Learning to express yourself in spoken words can be aided by reading, too. Sometime – not all the time – a situation might remind you of that same circumstance in a book or article you read. You'll remember the advice you read or the way the characters conducted themselves, and it will help you deal with the current situation. Or you may remember advice that you didn't agree with. There is an article somewhere on the Internet that advises one on what to say and not say when someone dies. It suggests that instead of saying, "He's in a better place" (which the other person may not agree with – or, in my selfish case, would rather have him here), you say, "I'm sorry for your loss." Of course, we already know what I think of that alternative. The sad fact is that any specific advice about what to say in a given social situation eventually sounds canned because a squillion different people read it and then parrot it, as if it was what they really meant. If you're reading books and – yes, even watching movies, that may give you a richer well from which to draw, one which everyone and his brother are not also drawing.

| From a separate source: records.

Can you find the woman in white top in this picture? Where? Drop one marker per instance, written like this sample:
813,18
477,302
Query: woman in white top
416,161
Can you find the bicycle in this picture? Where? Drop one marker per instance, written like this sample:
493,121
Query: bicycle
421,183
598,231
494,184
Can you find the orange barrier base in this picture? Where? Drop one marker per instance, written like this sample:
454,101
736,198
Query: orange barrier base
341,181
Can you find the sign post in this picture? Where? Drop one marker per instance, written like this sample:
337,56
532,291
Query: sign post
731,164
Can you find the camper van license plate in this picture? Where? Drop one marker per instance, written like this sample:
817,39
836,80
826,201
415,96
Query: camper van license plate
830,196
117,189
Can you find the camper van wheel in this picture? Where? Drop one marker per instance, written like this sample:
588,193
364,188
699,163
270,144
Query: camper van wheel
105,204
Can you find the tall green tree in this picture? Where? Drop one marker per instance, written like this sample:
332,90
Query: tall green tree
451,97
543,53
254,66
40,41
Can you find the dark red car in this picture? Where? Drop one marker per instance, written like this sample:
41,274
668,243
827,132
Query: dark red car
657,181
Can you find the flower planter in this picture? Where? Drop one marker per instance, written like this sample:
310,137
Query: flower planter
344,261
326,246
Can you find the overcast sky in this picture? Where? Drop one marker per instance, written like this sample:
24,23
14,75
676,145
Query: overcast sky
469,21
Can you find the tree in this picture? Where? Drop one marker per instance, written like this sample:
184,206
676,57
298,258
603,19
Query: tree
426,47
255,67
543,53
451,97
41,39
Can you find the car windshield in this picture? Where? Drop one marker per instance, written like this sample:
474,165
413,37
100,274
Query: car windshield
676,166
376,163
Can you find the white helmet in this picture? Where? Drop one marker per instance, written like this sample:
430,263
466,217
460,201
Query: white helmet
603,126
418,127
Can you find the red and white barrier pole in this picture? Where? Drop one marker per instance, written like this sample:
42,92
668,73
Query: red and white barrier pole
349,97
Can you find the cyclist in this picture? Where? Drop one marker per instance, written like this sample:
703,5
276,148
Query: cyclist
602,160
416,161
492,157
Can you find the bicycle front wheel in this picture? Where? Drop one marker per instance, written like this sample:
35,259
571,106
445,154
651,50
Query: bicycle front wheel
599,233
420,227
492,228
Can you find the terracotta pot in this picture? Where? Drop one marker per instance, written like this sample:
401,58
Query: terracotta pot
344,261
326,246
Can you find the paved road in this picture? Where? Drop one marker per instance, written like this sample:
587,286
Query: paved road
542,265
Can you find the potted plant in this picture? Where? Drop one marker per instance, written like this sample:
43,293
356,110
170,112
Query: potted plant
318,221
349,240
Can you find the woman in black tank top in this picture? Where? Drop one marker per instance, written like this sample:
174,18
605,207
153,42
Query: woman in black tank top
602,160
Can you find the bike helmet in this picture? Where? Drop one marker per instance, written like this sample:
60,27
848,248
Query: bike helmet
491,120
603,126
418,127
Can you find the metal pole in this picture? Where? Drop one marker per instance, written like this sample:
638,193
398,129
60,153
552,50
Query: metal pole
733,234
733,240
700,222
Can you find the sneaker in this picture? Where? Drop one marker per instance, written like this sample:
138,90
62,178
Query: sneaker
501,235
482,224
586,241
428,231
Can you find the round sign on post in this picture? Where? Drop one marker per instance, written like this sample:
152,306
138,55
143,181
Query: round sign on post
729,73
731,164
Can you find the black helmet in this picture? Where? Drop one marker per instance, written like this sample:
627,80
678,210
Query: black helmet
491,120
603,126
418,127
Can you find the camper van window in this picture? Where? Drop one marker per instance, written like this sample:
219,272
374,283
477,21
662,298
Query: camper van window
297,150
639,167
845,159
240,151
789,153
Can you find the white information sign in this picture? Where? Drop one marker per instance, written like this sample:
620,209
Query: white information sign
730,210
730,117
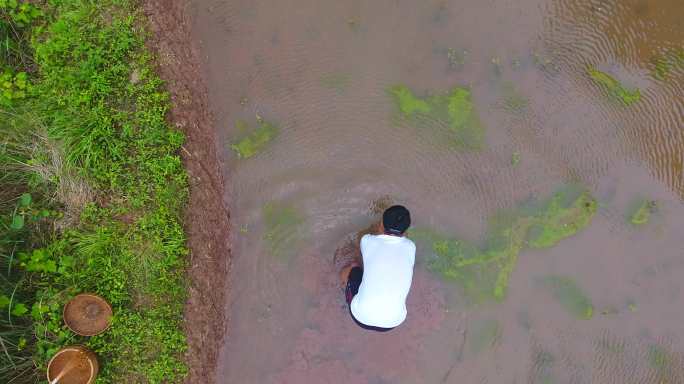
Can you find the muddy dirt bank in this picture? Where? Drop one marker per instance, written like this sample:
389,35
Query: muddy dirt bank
206,218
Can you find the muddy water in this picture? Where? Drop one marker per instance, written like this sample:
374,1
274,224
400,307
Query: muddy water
319,71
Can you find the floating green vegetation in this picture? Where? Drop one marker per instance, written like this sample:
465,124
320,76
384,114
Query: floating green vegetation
283,228
570,296
408,103
664,64
542,367
513,101
615,89
562,218
484,335
338,81
483,272
454,109
254,140
641,211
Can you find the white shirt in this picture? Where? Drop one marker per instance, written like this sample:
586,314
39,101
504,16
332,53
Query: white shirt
387,274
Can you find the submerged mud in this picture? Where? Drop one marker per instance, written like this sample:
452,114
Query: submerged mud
471,114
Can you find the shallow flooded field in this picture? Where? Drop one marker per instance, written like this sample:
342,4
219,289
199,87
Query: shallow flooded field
539,145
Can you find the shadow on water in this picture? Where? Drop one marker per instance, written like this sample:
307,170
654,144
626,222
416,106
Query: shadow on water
345,107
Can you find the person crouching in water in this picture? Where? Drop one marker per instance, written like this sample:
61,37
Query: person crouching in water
376,289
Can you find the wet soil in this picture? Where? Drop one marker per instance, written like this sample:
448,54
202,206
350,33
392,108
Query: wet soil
582,92
207,222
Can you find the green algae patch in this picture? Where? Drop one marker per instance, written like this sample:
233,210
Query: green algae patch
513,101
563,216
640,213
453,109
483,272
570,296
253,140
407,102
462,263
614,87
283,229
484,335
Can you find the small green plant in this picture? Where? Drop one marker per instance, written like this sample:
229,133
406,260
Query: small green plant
614,88
13,87
453,109
642,211
254,140
513,101
407,102
83,78
563,216
483,272
569,295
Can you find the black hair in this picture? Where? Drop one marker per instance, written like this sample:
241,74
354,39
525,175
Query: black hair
396,220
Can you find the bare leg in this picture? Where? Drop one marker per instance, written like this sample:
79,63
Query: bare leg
344,273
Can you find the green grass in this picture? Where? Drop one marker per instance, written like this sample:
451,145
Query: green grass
483,272
89,142
453,109
614,88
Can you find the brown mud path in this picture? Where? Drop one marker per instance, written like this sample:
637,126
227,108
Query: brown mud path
320,71
206,218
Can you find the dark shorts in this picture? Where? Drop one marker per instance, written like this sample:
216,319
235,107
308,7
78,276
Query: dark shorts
353,284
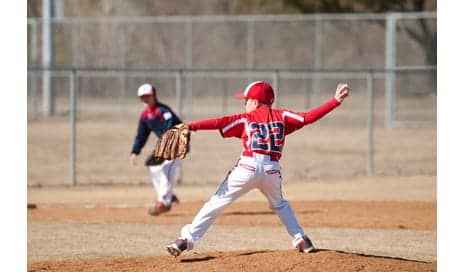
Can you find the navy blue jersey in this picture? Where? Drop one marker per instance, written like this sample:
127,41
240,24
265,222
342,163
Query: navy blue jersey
157,120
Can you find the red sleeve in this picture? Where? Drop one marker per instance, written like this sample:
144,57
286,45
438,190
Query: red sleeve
229,126
296,120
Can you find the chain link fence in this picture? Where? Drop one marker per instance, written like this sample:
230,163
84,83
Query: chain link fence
198,63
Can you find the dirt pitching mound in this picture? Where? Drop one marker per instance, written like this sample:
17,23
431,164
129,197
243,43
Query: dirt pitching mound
286,260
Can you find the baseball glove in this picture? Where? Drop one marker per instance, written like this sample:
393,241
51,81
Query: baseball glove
174,144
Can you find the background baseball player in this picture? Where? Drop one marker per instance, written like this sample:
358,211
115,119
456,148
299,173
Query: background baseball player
262,130
157,118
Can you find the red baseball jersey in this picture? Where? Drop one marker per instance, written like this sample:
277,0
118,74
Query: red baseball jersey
263,130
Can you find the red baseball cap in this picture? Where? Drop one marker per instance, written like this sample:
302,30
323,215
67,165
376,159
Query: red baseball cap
146,90
259,90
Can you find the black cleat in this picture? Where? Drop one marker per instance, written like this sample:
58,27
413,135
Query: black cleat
177,247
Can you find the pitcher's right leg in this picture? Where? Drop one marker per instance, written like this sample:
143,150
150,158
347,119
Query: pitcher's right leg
237,183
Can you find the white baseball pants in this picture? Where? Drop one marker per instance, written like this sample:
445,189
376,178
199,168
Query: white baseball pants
249,173
162,177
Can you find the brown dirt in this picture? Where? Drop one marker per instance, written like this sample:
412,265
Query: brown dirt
339,214
282,260
87,229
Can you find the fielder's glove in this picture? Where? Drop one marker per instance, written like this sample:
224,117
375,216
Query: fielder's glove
175,143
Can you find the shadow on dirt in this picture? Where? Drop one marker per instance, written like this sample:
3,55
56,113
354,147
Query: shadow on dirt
194,260
368,255
267,212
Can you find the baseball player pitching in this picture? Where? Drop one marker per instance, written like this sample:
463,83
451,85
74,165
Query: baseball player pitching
262,130
156,118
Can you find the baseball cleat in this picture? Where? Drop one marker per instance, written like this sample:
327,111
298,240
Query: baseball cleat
158,209
175,248
305,245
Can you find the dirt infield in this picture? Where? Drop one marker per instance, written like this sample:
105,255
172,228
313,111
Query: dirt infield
107,229
286,260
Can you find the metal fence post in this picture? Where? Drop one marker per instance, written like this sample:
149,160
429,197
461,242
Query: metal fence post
250,47
390,63
179,109
189,58
370,125
72,111
275,86
47,57
315,81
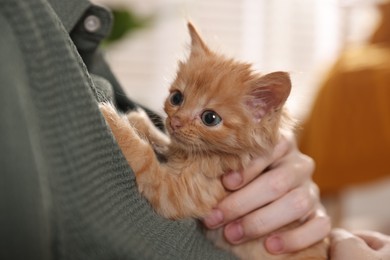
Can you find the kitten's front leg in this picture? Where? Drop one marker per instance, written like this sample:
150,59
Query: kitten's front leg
135,149
140,120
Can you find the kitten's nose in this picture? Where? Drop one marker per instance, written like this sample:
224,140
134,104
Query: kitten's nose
175,123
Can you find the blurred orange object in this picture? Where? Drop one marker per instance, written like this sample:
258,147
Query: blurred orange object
348,130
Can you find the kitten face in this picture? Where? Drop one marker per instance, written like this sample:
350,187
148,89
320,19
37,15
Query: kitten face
205,106
218,104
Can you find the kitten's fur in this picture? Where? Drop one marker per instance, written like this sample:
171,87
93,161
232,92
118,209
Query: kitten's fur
188,183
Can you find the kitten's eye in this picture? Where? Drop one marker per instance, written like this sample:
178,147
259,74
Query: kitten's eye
210,118
176,98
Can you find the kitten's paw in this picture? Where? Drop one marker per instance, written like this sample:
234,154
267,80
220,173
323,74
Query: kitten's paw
110,114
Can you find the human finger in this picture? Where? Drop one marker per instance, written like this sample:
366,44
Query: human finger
273,185
263,221
373,239
303,236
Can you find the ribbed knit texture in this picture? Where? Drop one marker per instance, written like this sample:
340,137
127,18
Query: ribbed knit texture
89,191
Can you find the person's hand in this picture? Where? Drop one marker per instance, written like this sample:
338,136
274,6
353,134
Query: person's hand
359,245
272,192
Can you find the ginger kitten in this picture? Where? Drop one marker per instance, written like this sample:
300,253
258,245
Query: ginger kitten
220,115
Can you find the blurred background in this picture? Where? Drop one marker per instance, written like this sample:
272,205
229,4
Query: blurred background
337,52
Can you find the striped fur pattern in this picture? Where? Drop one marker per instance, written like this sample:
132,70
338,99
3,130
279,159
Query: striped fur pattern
220,115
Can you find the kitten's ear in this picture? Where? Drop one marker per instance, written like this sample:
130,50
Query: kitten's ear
197,44
268,93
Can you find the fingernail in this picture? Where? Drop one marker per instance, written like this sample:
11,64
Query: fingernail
234,232
232,179
274,244
214,218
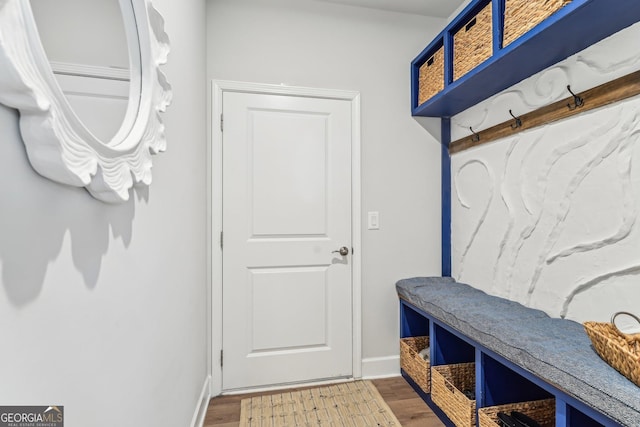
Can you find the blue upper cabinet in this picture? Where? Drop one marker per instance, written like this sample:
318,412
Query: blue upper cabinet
477,32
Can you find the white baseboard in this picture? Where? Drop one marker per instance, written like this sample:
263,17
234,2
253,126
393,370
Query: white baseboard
203,404
380,367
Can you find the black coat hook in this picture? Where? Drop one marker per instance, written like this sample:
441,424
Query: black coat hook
475,137
518,122
577,101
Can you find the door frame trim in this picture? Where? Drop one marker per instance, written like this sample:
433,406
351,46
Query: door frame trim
214,217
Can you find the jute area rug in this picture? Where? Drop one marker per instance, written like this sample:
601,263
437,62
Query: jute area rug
354,404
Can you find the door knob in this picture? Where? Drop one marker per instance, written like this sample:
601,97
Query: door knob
344,251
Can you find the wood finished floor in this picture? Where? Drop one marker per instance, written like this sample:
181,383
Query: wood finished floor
408,407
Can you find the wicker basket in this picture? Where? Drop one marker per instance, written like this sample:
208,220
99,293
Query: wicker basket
431,76
447,385
472,44
522,15
413,364
543,411
621,351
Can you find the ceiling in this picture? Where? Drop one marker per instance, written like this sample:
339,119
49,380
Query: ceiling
437,8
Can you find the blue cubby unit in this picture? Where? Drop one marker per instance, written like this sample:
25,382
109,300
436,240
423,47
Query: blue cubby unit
576,418
448,348
498,380
571,29
502,385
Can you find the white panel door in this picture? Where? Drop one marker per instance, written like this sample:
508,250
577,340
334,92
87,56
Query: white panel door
287,310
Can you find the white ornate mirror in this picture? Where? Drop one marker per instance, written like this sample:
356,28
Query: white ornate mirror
62,142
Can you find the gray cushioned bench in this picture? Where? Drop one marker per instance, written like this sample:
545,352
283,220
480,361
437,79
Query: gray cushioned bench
555,350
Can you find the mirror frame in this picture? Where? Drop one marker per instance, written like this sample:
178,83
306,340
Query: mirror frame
58,145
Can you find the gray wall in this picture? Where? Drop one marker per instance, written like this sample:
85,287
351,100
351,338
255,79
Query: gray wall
103,308
324,45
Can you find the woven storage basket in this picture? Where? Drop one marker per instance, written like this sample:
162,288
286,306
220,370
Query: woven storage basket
447,385
542,411
431,76
522,15
413,364
621,351
472,44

I will be the first to admit that there have been times I have been rendered mute by certain circumstances. Friends lost a young foster daughter who suffered for several years with brain damage and the resulting mental handicaps and visits to the hospital that came with it. In spite of her medical condition, she was a happy child, much loved by her longtime foster parents. I didn't know what to say when she died, so I said nothing. I didn't go by and see them or call them or send a note – nothing. (This was in the days before email and Facebook and SMS messages.) In the end, I looked like a bad friend and felt guilty about it for a long time. I still feel as if I let them down. We weren't close, but we were good enough friends that I should have said something. It was after this incident that I determined never to let an occasion go by without saying something. I might not know what to say, but that's okay. "I just called to let you know I heard the news. Can I do anything for you?"

A neighbor suddenly lost her husband after a brief marriage. It was about the same time my son died. I was in no shape to offer any kind of sympathy. But I went to a local caterer and bought some prepared evening meals – a couple her young grandson might like – and dropped them off at her house. (My thought was,"I don't know what to say, but perhaps this gesture will ease a small burden for a short moment.") I hope she heard me.

It's all any of us can hope.

Comments

Merlin said…
I was told by one of my classmates that her husband, who we had also become close with, had terminal cancer. I asked what I could do, and she told me just to give him a call.

When he answered the phone, I said, "I talked to C., and she told me what's going on." I stammered for a couple of seconds and then, "B., I really don't know what to say."

He laughed. He laughed! Then he said, "I'm so glad you called..."

When you lost your son, I didn't know what to say, so I stayed silent. I'm sorry I was such a coward. It's not that I didn't care.
Barbara said…
My best friend emailed me last fall to tell me her husband had cancer and it didn't look good. I immediately hit "reply" but then didn't know what to to say. The cursor sat blinking, expectantly at me for so long, and then I finally began, "Well, shit." After he died, she told me that was exactly what she needed to hear from me. I know you cared...and care. Don't let this burden your heart.